"All the passengers must have heard the explosion," Captain Turner replied.

Captain Turner, in answer to another question, said he received no report from the lookout before the torpedo struck the Lusitania.

Ship's Bugler Livermore testified that the watertight compartments were closed, but that the explosion and the force of the water must have burst them open. He said that all the officers were at their posts and that earlier arrivals of the rescue craft would not have saved the situation.

After physicians had testified that the victims had met death through prolonged immersion and exhaustion the coroner summed up the case.

He said that the first torpedo fired by the German submarine did serious damage to the Lusitania, but that, not satisfied with this, the Germans had discharged another torpedo. The second torpedo, he said, must have been more deadly, because it went right through the ship, hastening the work of destruction.

The characteristic courage of the Irish and British people was manifested at the time of this terrible disaster, the coroner continued, and there was no panic. He charged that the responsibility "lay on the German Government and the whole people of Germany, who collaborated in the terrible crime."

"I propose to ask the jury," he continued, "to return the only verdict possible for a self-respecting jury, that the men in charge of the German submarine were guilty of wilful murder."

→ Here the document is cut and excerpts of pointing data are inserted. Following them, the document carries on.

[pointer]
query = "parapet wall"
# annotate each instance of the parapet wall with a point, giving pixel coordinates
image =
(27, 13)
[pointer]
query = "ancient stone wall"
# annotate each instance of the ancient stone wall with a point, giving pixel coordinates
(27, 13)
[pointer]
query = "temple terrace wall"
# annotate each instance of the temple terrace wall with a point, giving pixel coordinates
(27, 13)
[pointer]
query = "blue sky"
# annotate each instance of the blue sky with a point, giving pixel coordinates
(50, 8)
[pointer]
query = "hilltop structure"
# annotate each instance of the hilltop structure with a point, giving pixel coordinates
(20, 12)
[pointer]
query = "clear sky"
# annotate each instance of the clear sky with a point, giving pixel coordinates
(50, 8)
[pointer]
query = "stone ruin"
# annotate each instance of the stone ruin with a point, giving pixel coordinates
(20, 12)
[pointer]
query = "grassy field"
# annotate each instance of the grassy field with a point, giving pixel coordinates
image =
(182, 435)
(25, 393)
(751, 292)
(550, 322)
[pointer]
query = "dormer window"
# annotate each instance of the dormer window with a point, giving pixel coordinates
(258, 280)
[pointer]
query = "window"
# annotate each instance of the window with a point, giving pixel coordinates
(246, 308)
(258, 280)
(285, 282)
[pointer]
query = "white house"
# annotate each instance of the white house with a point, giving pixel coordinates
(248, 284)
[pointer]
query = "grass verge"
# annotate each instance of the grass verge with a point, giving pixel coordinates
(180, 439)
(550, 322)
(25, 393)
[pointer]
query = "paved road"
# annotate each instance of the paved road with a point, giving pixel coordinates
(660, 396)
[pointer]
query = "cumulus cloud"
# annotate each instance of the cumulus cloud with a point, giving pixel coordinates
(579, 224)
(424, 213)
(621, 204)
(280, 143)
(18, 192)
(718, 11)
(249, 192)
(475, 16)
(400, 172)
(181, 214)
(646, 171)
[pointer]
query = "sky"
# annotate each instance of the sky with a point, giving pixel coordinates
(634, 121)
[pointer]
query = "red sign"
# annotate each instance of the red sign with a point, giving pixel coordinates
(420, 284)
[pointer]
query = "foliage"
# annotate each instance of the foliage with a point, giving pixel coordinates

The jury then retired and after due deliberation prepared this verdict:

We find that the deceased met death from prolonged immersion and exhaustion in the sea eight miles south-southeast of Old Head of Kinsale, Friday, May 7, 1915, owing to the sinking of the Lusitania by torpedoes fired by a German submarine.

We find that the appalling crime was committed contrary to international law and the conventions of all civilized nations.